Hypothermia increases coagulation disturbances mainly due to the induced decrease of the enzymatic activity involved in the coagulation process. Below 33 °C, both enzyme activity and platelet function are significantly reduced, while at 33 °C platelet aggregation and adhesion, but not platelet function, are significantly reduced compared with 37 °C [54]. Forman et al. (2014) supported that TEG variables (K, α angle, MA, CI) can predict bleeding events in neonates undergoing therapeutic hypothermia. However, the authors found that although lower temperature leads to hypocoagulability, more TEG parameters were associated with bleeding in a higher temperature [35].

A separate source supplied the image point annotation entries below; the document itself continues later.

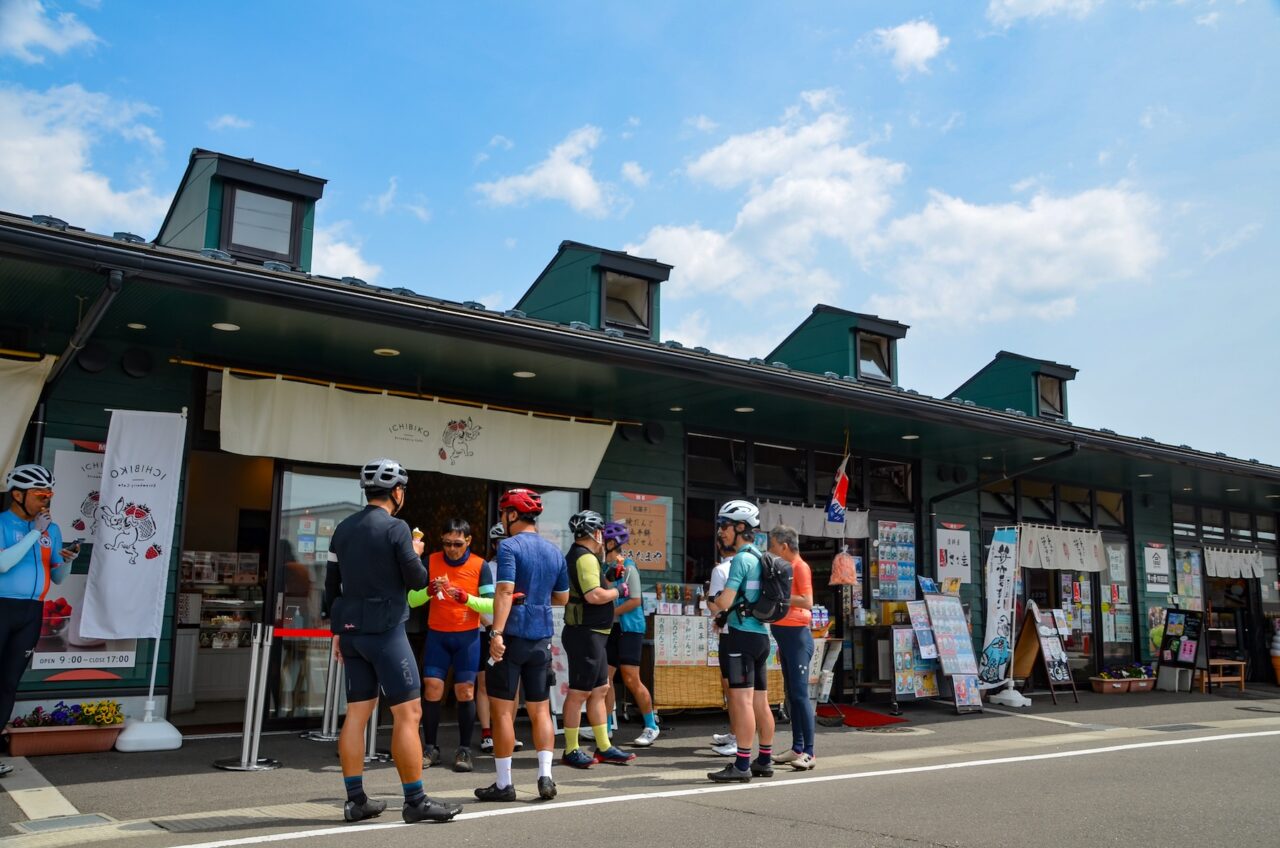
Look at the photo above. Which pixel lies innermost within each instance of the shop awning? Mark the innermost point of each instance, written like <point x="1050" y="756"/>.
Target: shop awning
<point x="1061" y="548"/>
<point x="327" y="424"/>
<point x="1233" y="562"/>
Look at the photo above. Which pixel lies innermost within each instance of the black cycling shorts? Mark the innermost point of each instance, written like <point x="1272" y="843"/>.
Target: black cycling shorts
<point x="380" y="662"/>
<point x="624" y="647"/>
<point x="744" y="660"/>
<point x="526" y="662"/>
<point x="588" y="660"/>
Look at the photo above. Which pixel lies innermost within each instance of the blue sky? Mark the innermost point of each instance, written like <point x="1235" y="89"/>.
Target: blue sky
<point x="1086" y="181"/>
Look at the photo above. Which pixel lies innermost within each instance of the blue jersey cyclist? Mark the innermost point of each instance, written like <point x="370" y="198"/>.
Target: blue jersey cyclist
<point x="32" y="556"/>
<point x="374" y="561"/>
<point x="626" y="638"/>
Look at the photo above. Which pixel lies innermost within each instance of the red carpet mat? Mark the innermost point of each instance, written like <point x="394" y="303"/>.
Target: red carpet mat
<point x="856" y="716"/>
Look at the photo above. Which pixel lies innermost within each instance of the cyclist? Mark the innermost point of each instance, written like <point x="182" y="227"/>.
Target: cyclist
<point x="497" y="533"/>
<point x="795" y="648"/>
<point x="626" y="638"/>
<point x="744" y="652"/>
<point x="452" y="638"/>
<point x="373" y="564"/>
<point x="588" y="620"/>
<point x="521" y="639"/>
<point x="31" y="557"/>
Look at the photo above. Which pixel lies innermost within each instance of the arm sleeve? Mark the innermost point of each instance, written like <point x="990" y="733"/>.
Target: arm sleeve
<point x="13" y="555"/>
<point x="484" y="606"/>
<point x="485" y="586"/>
<point x="411" y="566"/>
<point x="506" y="565"/>
<point x="588" y="573"/>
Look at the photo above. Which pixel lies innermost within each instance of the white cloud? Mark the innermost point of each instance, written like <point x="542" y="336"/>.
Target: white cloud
<point x="387" y="201"/>
<point x="46" y="158"/>
<point x="1233" y="240"/>
<point x="27" y="31"/>
<point x="961" y="261"/>
<point x="565" y="174"/>
<point x="635" y="174"/>
<point x="702" y="123"/>
<point x="913" y="44"/>
<point x="337" y="252"/>
<point x="1006" y="13"/>
<point x="229" y="122"/>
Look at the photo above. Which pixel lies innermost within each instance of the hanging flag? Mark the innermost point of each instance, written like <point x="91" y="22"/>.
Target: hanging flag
<point x="839" y="493"/>
<point x="137" y="505"/>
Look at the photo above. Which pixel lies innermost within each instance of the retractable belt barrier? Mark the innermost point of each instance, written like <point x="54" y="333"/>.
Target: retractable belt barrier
<point x="254" y="703"/>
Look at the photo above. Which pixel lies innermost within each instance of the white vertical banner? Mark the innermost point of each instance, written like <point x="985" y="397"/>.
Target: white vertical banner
<point x="136" y="513"/>
<point x="954" y="556"/>
<point x="995" y="664"/>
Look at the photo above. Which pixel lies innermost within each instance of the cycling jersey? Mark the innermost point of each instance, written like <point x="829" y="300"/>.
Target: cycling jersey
<point x="371" y="569"/>
<point x="536" y="569"/>
<point x="30" y="578"/>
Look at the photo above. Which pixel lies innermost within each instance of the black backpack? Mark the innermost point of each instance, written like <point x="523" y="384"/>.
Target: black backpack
<point x="775" y="598"/>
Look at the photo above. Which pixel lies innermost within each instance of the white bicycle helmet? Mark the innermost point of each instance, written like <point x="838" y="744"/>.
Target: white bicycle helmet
<point x="383" y="474"/>
<point x="28" y="477"/>
<point x="744" y="511"/>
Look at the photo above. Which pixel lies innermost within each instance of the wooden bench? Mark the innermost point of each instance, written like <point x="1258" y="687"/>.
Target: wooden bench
<point x="1223" y="671"/>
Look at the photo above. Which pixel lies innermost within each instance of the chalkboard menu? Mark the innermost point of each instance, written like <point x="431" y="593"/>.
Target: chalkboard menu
<point x="951" y="633"/>
<point x="1180" y="646"/>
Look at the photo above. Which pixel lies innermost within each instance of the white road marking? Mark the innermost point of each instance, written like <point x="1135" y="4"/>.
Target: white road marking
<point x="36" y="797"/>
<point x="350" y="831"/>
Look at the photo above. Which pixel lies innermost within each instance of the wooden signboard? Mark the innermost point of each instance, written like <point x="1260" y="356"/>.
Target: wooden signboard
<point x="1038" y="637"/>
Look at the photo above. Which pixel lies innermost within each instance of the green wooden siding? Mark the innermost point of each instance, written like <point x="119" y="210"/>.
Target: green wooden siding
<point x="650" y="469"/>
<point x="823" y="342"/>
<point x="567" y="291"/>
<point x="191" y="222"/>
<point x="1008" y="382"/>
<point x="78" y="409"/>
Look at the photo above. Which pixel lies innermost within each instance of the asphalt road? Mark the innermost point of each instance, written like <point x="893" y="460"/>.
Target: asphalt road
<point x="1082" y="775"/>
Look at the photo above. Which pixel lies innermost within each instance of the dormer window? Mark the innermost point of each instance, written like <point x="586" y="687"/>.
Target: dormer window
<point x="260" y="226"/>
<point x="1050" y="390"/>
<point x="627" y="304"/>
<point x="874" y="358"/>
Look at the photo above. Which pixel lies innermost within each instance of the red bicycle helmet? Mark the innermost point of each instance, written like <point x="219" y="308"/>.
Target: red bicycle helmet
<point x="524" y="501"/>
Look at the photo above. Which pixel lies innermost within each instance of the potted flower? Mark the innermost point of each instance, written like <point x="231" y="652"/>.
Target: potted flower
<point x="78" y="728"/>
<point x="1110" y="682"/>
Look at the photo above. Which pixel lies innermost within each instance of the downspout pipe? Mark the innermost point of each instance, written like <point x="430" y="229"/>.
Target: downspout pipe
<point x="969" y="487"/>
<point x="77" y="342"/>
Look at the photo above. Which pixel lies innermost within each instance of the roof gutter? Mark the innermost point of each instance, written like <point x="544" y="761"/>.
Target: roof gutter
<point x="339" y="300"/>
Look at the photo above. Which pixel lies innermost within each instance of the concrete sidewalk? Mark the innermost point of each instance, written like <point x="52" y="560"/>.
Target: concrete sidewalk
<point x="179" y="792"/>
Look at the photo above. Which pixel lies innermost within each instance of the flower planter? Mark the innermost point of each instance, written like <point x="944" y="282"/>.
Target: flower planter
<point x="80" y="738"/>
<point x="1110" y="685"/>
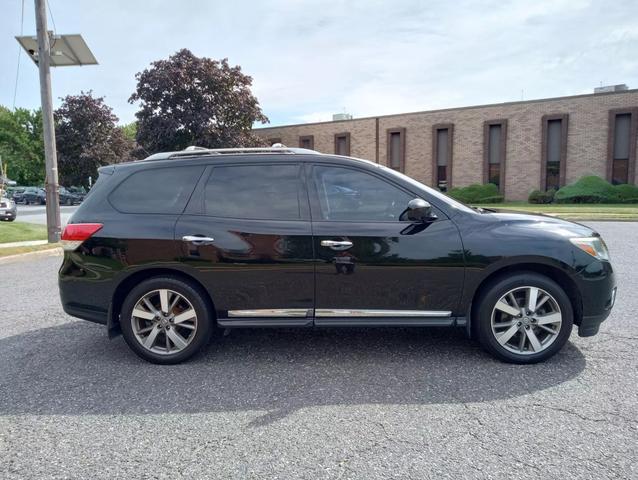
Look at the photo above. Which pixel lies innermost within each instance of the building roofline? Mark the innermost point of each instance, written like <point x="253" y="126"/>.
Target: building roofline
<point x="502" y="104"/>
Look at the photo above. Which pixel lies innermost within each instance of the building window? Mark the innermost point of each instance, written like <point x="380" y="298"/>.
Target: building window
<point x="494" y="148"/>
<point x="307" y="141"/>
<point x="396" y="148"/>
<point x="623" y="131"/>
<point x="342" y="144"/>
<point x="442" y="140"/>
<point x="554" y="151"/>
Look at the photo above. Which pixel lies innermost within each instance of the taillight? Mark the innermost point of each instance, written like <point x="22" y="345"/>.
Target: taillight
<point x="76" y="233"/>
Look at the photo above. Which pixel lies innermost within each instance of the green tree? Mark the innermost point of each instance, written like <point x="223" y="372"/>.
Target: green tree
<point x="187" y="100"/>
<point x="21" y="145"/>
<point x="87" y="137"/>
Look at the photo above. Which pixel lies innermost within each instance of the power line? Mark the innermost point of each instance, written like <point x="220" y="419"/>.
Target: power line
<point x="55" y="30"/>
<point x="15" y="88"/>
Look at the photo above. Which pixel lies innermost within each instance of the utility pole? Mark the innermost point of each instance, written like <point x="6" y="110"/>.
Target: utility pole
<point x="50" y="155"/>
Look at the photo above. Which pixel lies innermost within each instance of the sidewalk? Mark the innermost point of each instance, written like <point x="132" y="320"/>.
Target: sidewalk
<point x="29" y="243"/>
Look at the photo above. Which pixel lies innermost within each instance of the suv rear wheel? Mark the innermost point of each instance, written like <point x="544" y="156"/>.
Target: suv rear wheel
<point x="524" y="318"/>
<point x="166" y="320"/>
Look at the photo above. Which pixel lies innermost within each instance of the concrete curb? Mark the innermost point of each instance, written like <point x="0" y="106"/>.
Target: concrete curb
<point x="51" y="252"/>
<point x="28" y="243"/>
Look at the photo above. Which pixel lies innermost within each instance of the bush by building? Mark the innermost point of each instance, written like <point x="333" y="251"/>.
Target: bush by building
<point x="477" y="194"/>
<point x="627" y="193"/>
<point x="540" y="197"/>
<point x="593" y="189"/>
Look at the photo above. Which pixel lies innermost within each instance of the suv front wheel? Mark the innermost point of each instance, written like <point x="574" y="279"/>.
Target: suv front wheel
<point x="524" y="318"/>
<point x="166" y="320"/>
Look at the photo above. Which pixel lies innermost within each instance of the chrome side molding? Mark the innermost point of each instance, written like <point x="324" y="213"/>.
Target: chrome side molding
<point x="270" y="312"/>
<point x="336" y="312"/>
<point x="343" y="312"/>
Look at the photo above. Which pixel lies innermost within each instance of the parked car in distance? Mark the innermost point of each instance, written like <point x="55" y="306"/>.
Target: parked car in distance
<point x="16" y="194"/>
<point x="171" y="249"/>
<point x="8" y="209"/>
<point x="34" y="195"/>
<point x="67" y="197"/>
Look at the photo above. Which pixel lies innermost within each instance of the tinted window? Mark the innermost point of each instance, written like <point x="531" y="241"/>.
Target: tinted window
<point x="158" y="190"/>
<point x="353" y="195"/>
<point x="268" y="192"/>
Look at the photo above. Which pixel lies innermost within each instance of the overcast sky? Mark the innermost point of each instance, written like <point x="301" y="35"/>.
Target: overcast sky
<point x="314" y="58"/>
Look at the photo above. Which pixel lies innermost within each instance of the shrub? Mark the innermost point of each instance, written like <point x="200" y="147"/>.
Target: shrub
<point x="477" y="194"/>
<point x="542" y="197"/>
<point x="627" y="193"/>
<point x="590" y="189"/>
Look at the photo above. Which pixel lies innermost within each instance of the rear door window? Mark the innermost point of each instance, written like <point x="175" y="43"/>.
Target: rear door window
<point x="157" y="190"/>
<point x="261" y="192"/>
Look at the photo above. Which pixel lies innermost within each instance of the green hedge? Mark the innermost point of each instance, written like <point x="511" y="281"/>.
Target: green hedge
<point x="594" y="189"/>
<point x="477" y="194"/>
<point x="540" y="197"/>
<point x="627" y="193"/>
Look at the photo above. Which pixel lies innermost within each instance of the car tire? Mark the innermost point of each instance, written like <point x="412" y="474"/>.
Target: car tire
<point x="510" y="331"/>
<point x="172" y="342"/>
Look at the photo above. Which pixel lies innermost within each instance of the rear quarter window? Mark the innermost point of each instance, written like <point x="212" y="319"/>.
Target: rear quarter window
<point x="158" y="190"/>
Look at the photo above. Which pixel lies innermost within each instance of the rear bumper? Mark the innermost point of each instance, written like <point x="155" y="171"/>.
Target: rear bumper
<point x="83" y="293"/>
<point x="8" y="214"/>
<point x="85" y="312"/>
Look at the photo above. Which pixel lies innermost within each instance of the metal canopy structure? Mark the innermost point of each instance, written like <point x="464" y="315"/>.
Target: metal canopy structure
<point x="66" y="50"/>
<point x="47" y="50"/>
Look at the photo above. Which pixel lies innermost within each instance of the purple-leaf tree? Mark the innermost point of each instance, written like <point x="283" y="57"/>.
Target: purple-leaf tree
<point x="87" y="137"/>
<point x="187" y="100"/>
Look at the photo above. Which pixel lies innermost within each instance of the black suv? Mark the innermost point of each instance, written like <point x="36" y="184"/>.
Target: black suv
<point x="170" y="249"/>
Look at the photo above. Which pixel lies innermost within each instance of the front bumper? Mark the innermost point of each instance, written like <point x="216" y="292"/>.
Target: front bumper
<point x="598" y="289"/>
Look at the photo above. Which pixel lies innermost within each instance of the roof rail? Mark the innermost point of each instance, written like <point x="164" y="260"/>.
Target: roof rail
<point x="194" y="151"/>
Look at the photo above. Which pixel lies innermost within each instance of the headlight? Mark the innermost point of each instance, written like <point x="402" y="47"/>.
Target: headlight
<point x="595" y="246"/>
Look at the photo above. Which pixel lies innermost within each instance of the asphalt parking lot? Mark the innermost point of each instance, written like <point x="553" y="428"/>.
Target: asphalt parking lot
<point x="37" y="213"/>
<point x="312" y="404"/>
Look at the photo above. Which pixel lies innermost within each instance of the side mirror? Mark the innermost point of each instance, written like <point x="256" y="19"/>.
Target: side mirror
<point x="419" y="211"/>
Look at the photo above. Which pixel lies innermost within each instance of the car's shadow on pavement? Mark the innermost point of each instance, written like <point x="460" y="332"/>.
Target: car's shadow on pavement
<point x="73" y="369"/>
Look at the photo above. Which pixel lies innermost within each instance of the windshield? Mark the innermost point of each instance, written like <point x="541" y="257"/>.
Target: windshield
<point x="435" y="193"/>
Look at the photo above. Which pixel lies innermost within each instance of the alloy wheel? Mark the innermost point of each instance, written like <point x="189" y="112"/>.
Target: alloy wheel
<point x="164" y="321"/>
<point x="526" y="320"/>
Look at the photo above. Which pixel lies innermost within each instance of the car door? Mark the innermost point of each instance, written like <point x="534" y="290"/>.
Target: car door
<point x="247" y="236"/>
<point x="373" y="268"/>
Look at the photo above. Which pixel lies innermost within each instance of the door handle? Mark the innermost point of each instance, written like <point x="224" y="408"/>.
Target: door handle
<point x="337" y="244"/>
<point x="198" y="240"/>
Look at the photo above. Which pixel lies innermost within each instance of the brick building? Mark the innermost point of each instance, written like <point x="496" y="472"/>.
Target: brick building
<point x="520" y="146"/>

Sepsis is a systematic inflammatory response to infection. This response has been associated with activation of the coagulation cascade, consumption of anticoagulation factors, and inhibited fibrinolysis [55]. Perinatal hypoxia, interruption of fetal blood flow and impairment of gas exchange, is a condition comprising liver and bone marrow oxygenation leading to disturbances in neonatal hemostasis and platelet function [56]. Parastatidou et al. (2020) showed that EXTEM A10 is a strong predictor for bleeding events in thrombocytopenic neonates with sepsis or hypoxia. More precisely, adjusted analysis by logistic regression revealed that EXTEM A10 (OR = 0.88, 95% CI: 0.81–0.95, p = 0.003), PLTEM ΜCE (OR = 0.90, 95% CI: 0.82–0.99, p = 0.043), and PLTEM MCF (OR = 0.96, 95% CI: 0.92–0.99, p = 0.039) were significantly correlated with clinical bleeding. All these ORs were close to 1, indicating that results should be interpreted with caution [46]. Sokou et al. (2021) showed that both EXTEM A10 and LI60 are strong predictors (β coefficient: − 0.013, 95% CI: − 0.143, − 0.061, p < 0.001 and β coefficient: +0.064, 95% CI: +0.020, +0.108, p = 0.005, respectively) for bleeding events in critically ill neonates and have included them into a prediction model of hemorrhage in this clinical setting [47].

Although the existing data are still limited, the value of viscoelastic tests in predicting bleeding risk seems promising. What is clear is that the viscoelastic tests can better identify a condition of altered hemostasis than the standard coagulation tests do, possibly contributing in optimizing transfusion treatment in ill neonates [2, 10].

Conclusion

It is imperative that larger multicenter studies are performed to establish reference ranges, as well as diagnostic and therapeutic values of all TEG and ROTEM assays. The viscoelastic tests are probably clinically useful as part of the standard coagulation tests, because of their more rapid and accurate estimation of hemostasis. Considering that transfusions in neonates are applied mostly prophylactic, and that they have been proved cost ineffective and associated with complications, TEG/ROTEM needs to be evaluated in the context of transfusion algorithms as they seem to have the potential to optimize blood utilization.